It is not at all necessary to go into the question about the origin of slavery in the world;-whether that be, or be not, one of the necessary evils attached to human society, an evil which must exist in every society in certain stages of its progress. It is not necessary to do this, because reason, and the authority of revelation, go hand in hand in teaching us that slavery is an evil; so that, of course, the only real question is, how or by what means it can be put an end to, without giving place to evils greater than itself. When St Paul tells the Christian slaves of Corinth, that whenever it is possible for them to obtain their freedom, they ought to embrace the opportunity and become free, his sentiments as to this matter are sufficiently explained to the dullest capacity. But the fact, that he throughout all his writings preaches to the slaves, as individuals, the duty of reverence and submission towards their masters, and that he never in any one instance breathes even a hint as to the emancipation of them as a class, or as to the possibility of slavery being exterminated, as a condition of human life, these facts are equally conclusive evidence that this great apostle conceived it unwise, if not impossible, to get rid of the slavery then existing in the world by any means of a sudden or violent nature-in other words, that he, contemplating withont doubt the eventual abolition of that slavery, foresaw that the best, if not the only means of abolishing it, consisted in the promotion of the virtue and industry of the slaves themselves. He foresaw that Christianity would civilize the slaves so completely, that in the course of time they, partaking in the light and improvement of society, would of necessity merge into the great mass of society, and become free citizens. And this, we know, was exactly the posterior history of the slavery of those parts of the world in which his doctrines took root. The care with which he avoided doing or saying anything that might tend to irritate the slaves against their mas

ters, and make them consider their condition as one of absolute illegality and oppression, this is truly a matter which cannot be too seriously considered by us all. Think only of the style in which such modern saints as Wilberforce address our negroes, and compare that for one moment with the constant language of the chief of the apostles of our Saviour. Compare it with the passage which we have already quoted from the First Epistle to the Corinthians, or compare it with the following perhaps still more striking passage, from his Epistle to the Church of Ephesus. (Chap. 6, verses 5 and 8.)

Οι δουλοι ὑπακουετε τοις κυρίοις κατα σαρκα, μετα φοβε και τρομε, ἐν ἁπλότητι της καρδιας ύμων, ὡς τῷ Χριστω.

Ειδότες ότι ὁ ἐαν τις εκαστος ποιήσῃ ἀγαθον τουτο κομιείται παρα το Κυρια, είτε δελος, είτε ελευθερος.-That is

"SLAVES, be obedient to them that are your masters according to the flesh, with fear and trembling, in singleness of heart, even as

unto Christ.

"Knowing, that whatsoever good thing any man doeth, the same shall he receive of the Lord, whether he be a slave or a free man.”

Compare such words as these with the furious, rabid invectives of the African Association.
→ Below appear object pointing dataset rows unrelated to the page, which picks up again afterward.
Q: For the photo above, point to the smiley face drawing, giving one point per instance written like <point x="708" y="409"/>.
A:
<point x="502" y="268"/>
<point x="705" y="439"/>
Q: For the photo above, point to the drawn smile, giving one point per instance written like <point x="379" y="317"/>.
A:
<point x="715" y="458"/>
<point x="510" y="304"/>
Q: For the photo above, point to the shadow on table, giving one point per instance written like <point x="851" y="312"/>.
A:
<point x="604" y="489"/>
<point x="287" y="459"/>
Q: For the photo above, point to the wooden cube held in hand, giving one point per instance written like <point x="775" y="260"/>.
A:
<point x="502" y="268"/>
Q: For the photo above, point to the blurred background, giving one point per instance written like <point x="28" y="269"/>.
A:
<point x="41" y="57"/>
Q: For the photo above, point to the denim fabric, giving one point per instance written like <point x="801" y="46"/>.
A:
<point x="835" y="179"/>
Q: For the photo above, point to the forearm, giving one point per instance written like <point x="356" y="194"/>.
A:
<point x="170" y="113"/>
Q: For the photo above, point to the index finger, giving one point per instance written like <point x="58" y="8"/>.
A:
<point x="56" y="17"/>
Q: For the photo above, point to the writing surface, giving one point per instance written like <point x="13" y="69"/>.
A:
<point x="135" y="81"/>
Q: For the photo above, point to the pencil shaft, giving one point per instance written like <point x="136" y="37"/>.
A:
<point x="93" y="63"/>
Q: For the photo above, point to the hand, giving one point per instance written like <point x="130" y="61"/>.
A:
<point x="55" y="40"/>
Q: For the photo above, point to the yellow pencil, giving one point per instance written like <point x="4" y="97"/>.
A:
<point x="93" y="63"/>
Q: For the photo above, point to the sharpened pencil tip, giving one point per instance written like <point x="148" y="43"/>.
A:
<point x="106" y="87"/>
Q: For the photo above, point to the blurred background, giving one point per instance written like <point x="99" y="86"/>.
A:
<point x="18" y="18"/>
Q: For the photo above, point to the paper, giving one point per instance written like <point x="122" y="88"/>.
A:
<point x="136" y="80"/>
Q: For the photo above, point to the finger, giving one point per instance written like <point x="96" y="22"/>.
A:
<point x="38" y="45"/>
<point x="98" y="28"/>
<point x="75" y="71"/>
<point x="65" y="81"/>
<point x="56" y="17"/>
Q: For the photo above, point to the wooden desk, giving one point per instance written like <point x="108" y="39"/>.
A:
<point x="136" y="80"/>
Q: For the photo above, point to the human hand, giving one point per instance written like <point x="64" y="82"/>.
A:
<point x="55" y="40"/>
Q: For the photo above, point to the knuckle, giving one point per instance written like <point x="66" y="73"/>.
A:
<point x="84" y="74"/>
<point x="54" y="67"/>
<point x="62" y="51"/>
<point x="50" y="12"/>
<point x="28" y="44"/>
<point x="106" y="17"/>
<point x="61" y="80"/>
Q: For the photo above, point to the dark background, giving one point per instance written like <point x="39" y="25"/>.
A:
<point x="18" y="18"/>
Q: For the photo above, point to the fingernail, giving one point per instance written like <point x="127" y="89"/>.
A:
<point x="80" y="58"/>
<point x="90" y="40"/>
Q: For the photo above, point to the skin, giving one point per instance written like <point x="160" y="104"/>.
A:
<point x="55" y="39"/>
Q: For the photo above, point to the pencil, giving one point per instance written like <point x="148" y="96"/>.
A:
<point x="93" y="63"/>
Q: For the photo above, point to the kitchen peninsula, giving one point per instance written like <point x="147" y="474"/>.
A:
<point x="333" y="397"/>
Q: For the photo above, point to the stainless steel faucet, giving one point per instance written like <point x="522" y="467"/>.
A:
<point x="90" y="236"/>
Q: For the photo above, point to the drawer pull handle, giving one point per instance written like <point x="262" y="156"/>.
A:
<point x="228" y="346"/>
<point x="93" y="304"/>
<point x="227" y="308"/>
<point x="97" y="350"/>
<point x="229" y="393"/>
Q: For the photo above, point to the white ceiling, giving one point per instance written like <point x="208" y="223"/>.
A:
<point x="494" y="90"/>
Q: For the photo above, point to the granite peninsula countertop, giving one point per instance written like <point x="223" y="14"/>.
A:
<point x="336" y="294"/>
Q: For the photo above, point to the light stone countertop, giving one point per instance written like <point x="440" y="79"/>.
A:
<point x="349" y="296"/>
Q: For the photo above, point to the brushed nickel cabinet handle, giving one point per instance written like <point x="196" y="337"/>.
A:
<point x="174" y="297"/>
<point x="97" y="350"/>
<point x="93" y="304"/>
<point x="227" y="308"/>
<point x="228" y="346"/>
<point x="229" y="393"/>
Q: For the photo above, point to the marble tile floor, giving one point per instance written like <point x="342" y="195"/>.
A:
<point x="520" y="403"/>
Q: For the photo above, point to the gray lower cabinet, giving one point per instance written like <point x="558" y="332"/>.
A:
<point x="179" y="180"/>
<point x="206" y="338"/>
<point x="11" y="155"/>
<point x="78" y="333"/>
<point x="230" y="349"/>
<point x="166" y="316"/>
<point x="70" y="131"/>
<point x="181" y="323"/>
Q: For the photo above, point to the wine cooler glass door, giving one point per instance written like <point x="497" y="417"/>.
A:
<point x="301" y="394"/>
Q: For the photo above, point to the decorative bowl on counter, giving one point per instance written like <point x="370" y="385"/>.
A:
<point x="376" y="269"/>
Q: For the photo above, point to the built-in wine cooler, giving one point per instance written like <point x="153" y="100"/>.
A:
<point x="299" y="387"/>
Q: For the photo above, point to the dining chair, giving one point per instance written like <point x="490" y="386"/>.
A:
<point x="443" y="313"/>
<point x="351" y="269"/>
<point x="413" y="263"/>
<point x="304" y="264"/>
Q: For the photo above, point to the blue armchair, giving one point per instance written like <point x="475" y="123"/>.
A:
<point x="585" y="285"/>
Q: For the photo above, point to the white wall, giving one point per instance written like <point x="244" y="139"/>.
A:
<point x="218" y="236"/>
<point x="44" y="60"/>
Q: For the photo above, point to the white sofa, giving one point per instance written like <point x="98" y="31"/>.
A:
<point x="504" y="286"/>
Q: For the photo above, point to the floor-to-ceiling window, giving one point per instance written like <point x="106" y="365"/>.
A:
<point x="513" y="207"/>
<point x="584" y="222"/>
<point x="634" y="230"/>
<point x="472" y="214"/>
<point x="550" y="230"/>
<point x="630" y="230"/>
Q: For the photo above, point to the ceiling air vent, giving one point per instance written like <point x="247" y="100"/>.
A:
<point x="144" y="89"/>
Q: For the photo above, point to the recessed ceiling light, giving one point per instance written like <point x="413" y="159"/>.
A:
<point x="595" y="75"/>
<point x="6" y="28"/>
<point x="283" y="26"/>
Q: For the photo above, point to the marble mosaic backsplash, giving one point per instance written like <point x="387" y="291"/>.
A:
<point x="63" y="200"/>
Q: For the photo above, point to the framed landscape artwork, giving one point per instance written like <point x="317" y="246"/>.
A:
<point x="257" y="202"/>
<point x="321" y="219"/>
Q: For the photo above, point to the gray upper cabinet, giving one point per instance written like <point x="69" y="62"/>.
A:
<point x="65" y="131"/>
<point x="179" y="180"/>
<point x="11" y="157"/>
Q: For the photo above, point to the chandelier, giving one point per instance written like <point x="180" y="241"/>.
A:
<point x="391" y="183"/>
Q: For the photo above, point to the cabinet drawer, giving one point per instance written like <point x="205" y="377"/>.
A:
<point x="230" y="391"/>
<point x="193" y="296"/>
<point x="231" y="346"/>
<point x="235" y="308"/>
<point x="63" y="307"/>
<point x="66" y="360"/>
Compare them with the cold-blooded rancour of the Edinburgh Review. Compare them but for one moment with Wilberforce's Appeal, with Stephen's digest, or with Brougham's diatribes. We earnestly hope, and indeed believe, that many who have thought the whole of this subject as easy and simple as it has suited the purposes of fools, and worse than fools, to represent it, will listen to the hint which we have now thrown out to them. Search the Scriptures ere you again believe the Saints.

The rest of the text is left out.